I was wondering about SVS's 10inch subs. How do they compare to a 12 like the Klipsch rw-12d? I have also been looking into building my own sub...would it be better to construct my own? go with SVS? or stay with my Klipsch?...my budget is $600


----------



## tonyvdb (Sep 5, 2007)

SVS is in a league all on its own. its like comparing an apple to and orange, SVS builds everything from scratch and for the money there is not much that can touch them. comparing a 10" to a 12" is not really what you want to do as there is a larger surface area in a 12" sub but SVS uses long excursion drivers and this gives them some advantage.
For $600 you should be looking at the SVS PB12 NSD it has an even lower frequency response at 18Hz compared to the 21Hz of the Klipsch.


----------



## DougMac (Jan 24, 2008)

acommonsoul said:


> I was wondering about SVS's 10inch subs. How do they compare to a 12 like the Klipsch rw-12d? I have also been looking into building my own sub...would it be better to construct my own? go with SVS? or stay with my Klipsch?...


Is the Klipsch you have the rw-12d you mentioned? If so, are you unhappy with its performance? Is there a weadness you hope to overcome? What size room do you have?

I'd hate for you to change to another sub only to find whatever motivated you to do so is not resolved.

I also considered DIY. After doing some research, I decided it would be a fun project, but good tools, good building techniques and a fair amount of time is necessary to achieve good results. I also concluded that I wouldn't save much or any money at the price/performance level I was aiming at. Since I was doing all the work to create a home theater out of an unfinished space, I decided to buy an SVS PB12-NSD.

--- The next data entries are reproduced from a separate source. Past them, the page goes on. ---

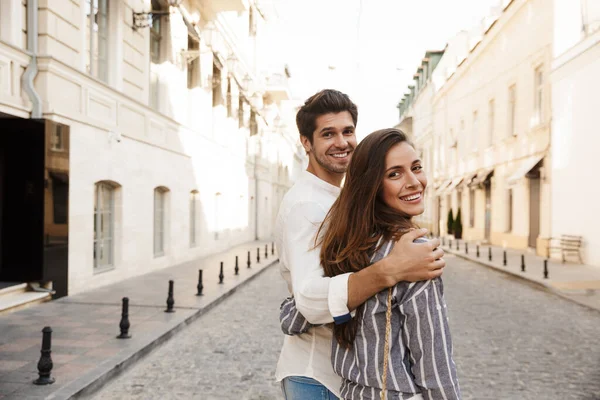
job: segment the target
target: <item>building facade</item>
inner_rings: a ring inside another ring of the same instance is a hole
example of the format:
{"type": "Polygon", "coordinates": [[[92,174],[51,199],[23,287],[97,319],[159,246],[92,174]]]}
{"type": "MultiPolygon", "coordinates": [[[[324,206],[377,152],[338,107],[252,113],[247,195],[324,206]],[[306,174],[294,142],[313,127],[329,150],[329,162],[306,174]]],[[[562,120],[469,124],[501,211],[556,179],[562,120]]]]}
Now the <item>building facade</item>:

I'm not familiar with the sound quality of the Klipsch, but I've read of some who have gone from lesser subs with plenty of "boom" to SVS subs and been initially disappointed. I certainly found it different sounding from my 22 year old Infinity 10" servo sub. What I thought was "punch" from the Infinity was actually more of a one note honk. You could pretty much throw the Infinity anywhere and it sounded the same.

Not so with the SVS. It took more time and experimentation to place and adjust. Once dialed in, though, the reward was incredible deep smooth bass.

Doug


----------